Some movies astound me. Beasts of No Nation, for example, manages to be both beautiful and brutal at the same time. Its protagonist, both innocent and guilty at the same time while another man is a charming monster.
Beasts of No Nation is a movie of ugly contradictions, but the one thing that it makes perfectly clear is that, in war, no one makes it out unscathed.
This is one powerful movie, a bold and effective nightmare told through the eyes of a young boy who, after his family is separated and slaughtered during a civil war in Africa, becomes a reluctant solder in the conflict. The movie is vague on where it’s happening, but to be honest, I actually found this to be a more inclusive move for people who aren’t that familiar with the news from Africa – myself included. Honestly, this movie could have taken place anywhere: South America, Asia, an unnamed island, the United States in the future… it didn’t matter.
What matters is that Beasts of No Nation tells a brutal story of a child turned soldier and how his innocence is lost in many different ways. The way this story is told is traumatic and the movie does not shy away from the trauma. Agu, the little boy, becomes an angel-faced killer who uses drugs to escape his situation. A number of horrible things happen to this kid. It’s heartbreaking.

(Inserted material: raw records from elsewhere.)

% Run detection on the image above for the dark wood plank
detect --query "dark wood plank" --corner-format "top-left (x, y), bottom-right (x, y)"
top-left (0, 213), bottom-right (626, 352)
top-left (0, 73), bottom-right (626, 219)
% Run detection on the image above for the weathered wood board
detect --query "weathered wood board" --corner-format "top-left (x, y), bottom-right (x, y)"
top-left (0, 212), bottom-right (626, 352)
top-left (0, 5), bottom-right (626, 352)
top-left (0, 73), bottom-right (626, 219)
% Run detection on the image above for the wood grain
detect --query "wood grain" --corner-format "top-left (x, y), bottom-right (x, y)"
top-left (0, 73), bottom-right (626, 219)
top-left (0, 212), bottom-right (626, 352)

Newcomer Abraham Attah has the movie placed firmly on his shoulders and he carries it magnificently. I honestly hope this is not the last we see of this talented young man.
Idris Elba, however, steals the show as the Commandant, the before-mentioned “charming monster” who’s commanding and charismatic ways drive the soldiers and young Agu before him. Elba runs the show when he’s on screen and makes the Commandant a force to be reckoned with… another reason I have to show respect to young Attah who manages to keep up with Elba wonderfully.
What I liked most about this movie is that it is stripped of politics and messages and focuses solely on the plight of Agu which becomes more and more engrossing the more and more hopeless it becomes.
Beasts of No Nation is a triumph of a movie and quite an accomplishment for Netflix given that the last original movie I saw them do was The Ridiculous Six and that movie made me want to gouge out my eyes and bleach the sockets.
In some ways, I sort of which that Beasts of No Nation could have been a little more brutal and gone a little further with Agu’s decent into horror and war, but as it is, it’s still a very strong and consuming motion picture.